Assim, entendemos que a nota discriminativa e justificativa das custas de parte deve ser, tal como a conta, notificada também à própria parte responsável pelo pagamento.[4]
Com efeito, atenta a redação do nº 1 do já citado art. 25º do RCP, a parte vencedora tem de notificar a parte vencida, não podendo considerar-se como notificação validamente efetuada o facto de se dar conhecimento (notificação eletrónica) através da plataforma citius ao mandatário da parte vencida da reclamação apresentada em Tribunal…
Como no caso concreto, a apelante – parte responsável pelo pagamento – não foi notificada, mas apenas o seu mandatário, não dispõe a Exequente de título executivo, impondo-se, sem mais, a procedência dos embargos de executado.
Dito de outra forma: na medida em que o título executivo é um pressuposto necessário da ação executiva, e que sem título não há ação executiva, na situação ajuizada, a ação executiva deve ser declarada finda, sendo certo que as restantes questões recursivas ficam prejudicadas pela solução a que se chegou quanto à primeira questão.
5SÍNTESE CONCLUSIVA
I – A mera notificação à parte vencida da apresentação em tribunal da nota discriminativa e justificativa de custas de parte não vale como envio à própria parte da mesma nota para efeitos de interpelação para pagar.
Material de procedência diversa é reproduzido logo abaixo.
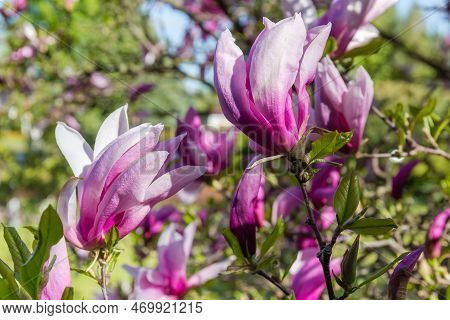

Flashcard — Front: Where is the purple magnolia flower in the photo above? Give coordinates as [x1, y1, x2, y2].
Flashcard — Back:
[56, 105, 205, 250]
[391, 160, 419, 199]
[41, 238, 71, 300]
[141, 205, 183, 239]
[290, 247, 341, 300]
[388, 247, 424, 300]
[309, 158, 342, 209]
[126, 222, 233, 300]
[230, 158, 265, 257]
[214, 14, 331, 155]
[272, 187, 336, 250]
[314, 57, 373, 152]
[425, 208, 450, 258]
[177, 107, 236, 175]
[315, 0, 397, 57]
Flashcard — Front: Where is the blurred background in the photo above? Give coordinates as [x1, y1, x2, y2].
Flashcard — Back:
[0, 0, 450, 298]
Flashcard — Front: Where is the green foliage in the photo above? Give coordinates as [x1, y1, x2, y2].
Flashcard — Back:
[334, 171, 360, 225]
[347, 217, 397, 235]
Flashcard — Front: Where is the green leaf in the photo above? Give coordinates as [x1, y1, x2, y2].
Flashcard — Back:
[0, 259, 31, 300]
[309, 131, 353, 161]
[323, 36, 337, 57]
[61, 287, 73, 300]
[354, 252, 408, 291]
[260, 218, 284, 259]
[334, 170, 360, 225]
[339, 38, 384, 59]
[346, 218, 397, 235]
[222, 228, 245, 261]
[341, 235, 359, 288]
[17, 206, 63, 299]
[105, 226, 120, 252]
[411, 97, 436, 128]
[3, 226, 31, 270]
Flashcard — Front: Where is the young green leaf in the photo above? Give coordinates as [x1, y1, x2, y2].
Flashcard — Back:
[323, 36, 337, 57]
[340, 38, 384, 60]
[341, 235, 359, 288]
[16, 206, 63, 299]
[411, 97, 436, 128]
[105, 226, 120, 252]
[3, 226, 31, 270]
[260, 218, 284, 259]
[354, 252, 408, 291]
[61, 287, 73, 300]
[346, 218, 397, 235]
[309, 131, 353, 161]
[222, 228, 245, 261]
[334, 171, 360, 225]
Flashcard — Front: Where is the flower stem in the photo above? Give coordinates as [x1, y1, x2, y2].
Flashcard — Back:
[296, 175, 337, 300]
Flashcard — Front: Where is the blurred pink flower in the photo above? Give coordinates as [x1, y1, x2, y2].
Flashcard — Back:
[425, 208, 450, 258]
[290, 247, 341, 300]
[314, 57, 374, 152]
[125, 222, 233, 300]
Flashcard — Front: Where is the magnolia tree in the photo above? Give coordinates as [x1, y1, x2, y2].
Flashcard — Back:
[0, 0, 450, 300]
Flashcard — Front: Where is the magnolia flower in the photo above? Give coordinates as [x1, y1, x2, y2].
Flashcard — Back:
[315, 0, 397, 57]
[56, 105, 205, 250]
[141, 205, 183, 239]
[272, 187, 336, 250]
[41, 238, 71, 300]
[391, 160, 419, 199]
[290, 247, 341, 300]
[177, 107, 236, 175]
[388, 247, 423, 300]
[214, 14, 331, 155]
[425, 208, 450, 258]
[126, 222, 233, 300]
[314, 57, 373, 152]
[230, 161, 265, 257]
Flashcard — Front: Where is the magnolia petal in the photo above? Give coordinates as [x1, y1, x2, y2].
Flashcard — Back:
[55, 122, 93, 177]
[145, 166, 206, 204]
[94, 104, 129, 159]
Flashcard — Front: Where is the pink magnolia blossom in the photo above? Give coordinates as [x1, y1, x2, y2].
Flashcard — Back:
[425, 208, 450, 258]
[126, 222, 233, 300]
[315, 0, 397, 57]
[214, 14, 331, 155]
[141, 205, 183, 239]
[388, 246, 424, 300]
[314, 57, 374, 152]
[41, 238, 71, 300]
[177, 107, 236, 175]
[56, 105, 205, 250]
[290, 247, 341, 300]
[230, 161, 265, 257]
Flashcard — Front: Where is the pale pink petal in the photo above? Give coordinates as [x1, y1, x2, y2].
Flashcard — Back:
[55, 122, 93, 177]
[94, 104, 128, 159]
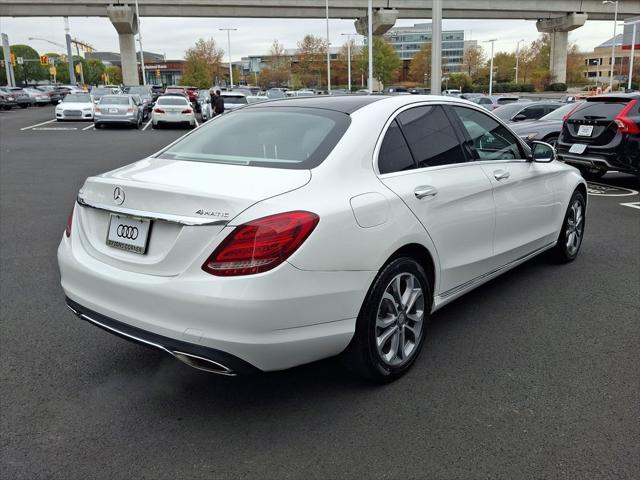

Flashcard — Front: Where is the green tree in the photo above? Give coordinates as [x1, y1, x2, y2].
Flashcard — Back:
[82, 59, 106, 85]
[358, 37, 402, 85]
[0, 45, 49, 86]
[294, 35, 327, 87]
[182, 38, 224, 88]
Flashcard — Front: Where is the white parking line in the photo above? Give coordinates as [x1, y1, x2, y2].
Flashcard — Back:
[20, 118, 56, 130]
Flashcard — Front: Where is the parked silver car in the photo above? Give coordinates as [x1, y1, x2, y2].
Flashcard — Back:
[94, 95, 144, 128]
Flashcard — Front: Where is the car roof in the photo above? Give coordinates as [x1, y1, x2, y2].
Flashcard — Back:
[249, 95, 390, 114]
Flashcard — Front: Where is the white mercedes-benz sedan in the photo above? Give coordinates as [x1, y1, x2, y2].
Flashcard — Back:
[58, 95, 587, 381]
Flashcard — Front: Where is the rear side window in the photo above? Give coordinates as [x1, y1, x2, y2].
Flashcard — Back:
[398, 105, 466, 168]
[570, 101, 628, 120]
[378, 120, 416, 174]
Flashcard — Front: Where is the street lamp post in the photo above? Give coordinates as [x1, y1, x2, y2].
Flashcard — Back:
[367, 0, 373, 93]
[342, 33, 357, 92]
[325, 0, 331, 93]
[516, 38, 524, 85]
[625, 20, 640, 90]
[220, 28, 238, 88]
[484, 38, 497, 95]
[136, 0, 147, 85]
[602, 0, 618, 92]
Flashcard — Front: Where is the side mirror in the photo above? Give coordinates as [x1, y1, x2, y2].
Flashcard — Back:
[531, 140, 556, 163]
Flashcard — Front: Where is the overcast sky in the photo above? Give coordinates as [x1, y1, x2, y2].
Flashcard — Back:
[0, 17, 621, 60]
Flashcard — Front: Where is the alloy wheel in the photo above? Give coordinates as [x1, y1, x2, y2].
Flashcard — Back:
[375, 272, 424, 367]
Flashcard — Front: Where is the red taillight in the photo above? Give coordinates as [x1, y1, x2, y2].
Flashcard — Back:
[202, 211, 320, 277]
[64, 205, 76, 238]
[613, 99, 640, 133]
[562, 102, 582, 122]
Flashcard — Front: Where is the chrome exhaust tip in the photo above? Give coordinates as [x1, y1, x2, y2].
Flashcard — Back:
[169, 350, 237, 377]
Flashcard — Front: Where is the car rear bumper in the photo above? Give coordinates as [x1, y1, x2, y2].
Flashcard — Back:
[58, 234, 377, 371]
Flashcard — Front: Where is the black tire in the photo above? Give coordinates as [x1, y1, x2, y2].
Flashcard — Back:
[551, 190, 587, 263]
[579, 167, 607, 182]
[342, 257, 433, 383]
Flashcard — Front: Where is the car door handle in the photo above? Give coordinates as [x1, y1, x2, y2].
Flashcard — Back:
[413, 185, 438, 200]
[493, 170, 511, 181]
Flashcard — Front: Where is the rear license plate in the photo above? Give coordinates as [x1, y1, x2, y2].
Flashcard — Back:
[578, 125, 593, 137]
[107, 214, 151, 255]
[569, 143, 587, 155]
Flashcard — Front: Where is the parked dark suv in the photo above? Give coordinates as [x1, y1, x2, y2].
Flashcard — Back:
[557, 93, 640, 180]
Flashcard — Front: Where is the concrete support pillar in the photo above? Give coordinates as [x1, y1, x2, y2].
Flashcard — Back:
[107, 5, 140, 85]
[549, 31, 569, 83]
[536, 13, 587, 83]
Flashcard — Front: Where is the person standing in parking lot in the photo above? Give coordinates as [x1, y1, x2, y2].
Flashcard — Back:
[211, 90, 224, 117]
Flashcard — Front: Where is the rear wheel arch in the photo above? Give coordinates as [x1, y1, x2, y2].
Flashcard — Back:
[380, 243, 436, 295]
II – Inexiste razão plausível para que a conta seja sempre notificada à própria parte responsável pelo pagamento e que o não seja a nota discriminativa e justificativa das custas de parte.
III – Por isso, considerando a unidade do sistema jurídico e porque devemos presumir que o legislador consagrou as soluções mais acertadas e soube exprimir o seu pensamento em termos adequados devemos interpretar o segmento «parte vencida» do nº 1 do art. 25º e do nº 2 do art. 26º do RCP bem como do nº 1 do art. 31º da Portaria 419-A/2009 como sendo a «parte responsável pelo pagamento» referida no nº 1 do art. 31º do RCP.
IV – O vencimento da obrigação depende da interpelação para pagamento concretizada através da expedição para a parte vencida da nota discriminativa e justificativa, só assim se criando título executivo.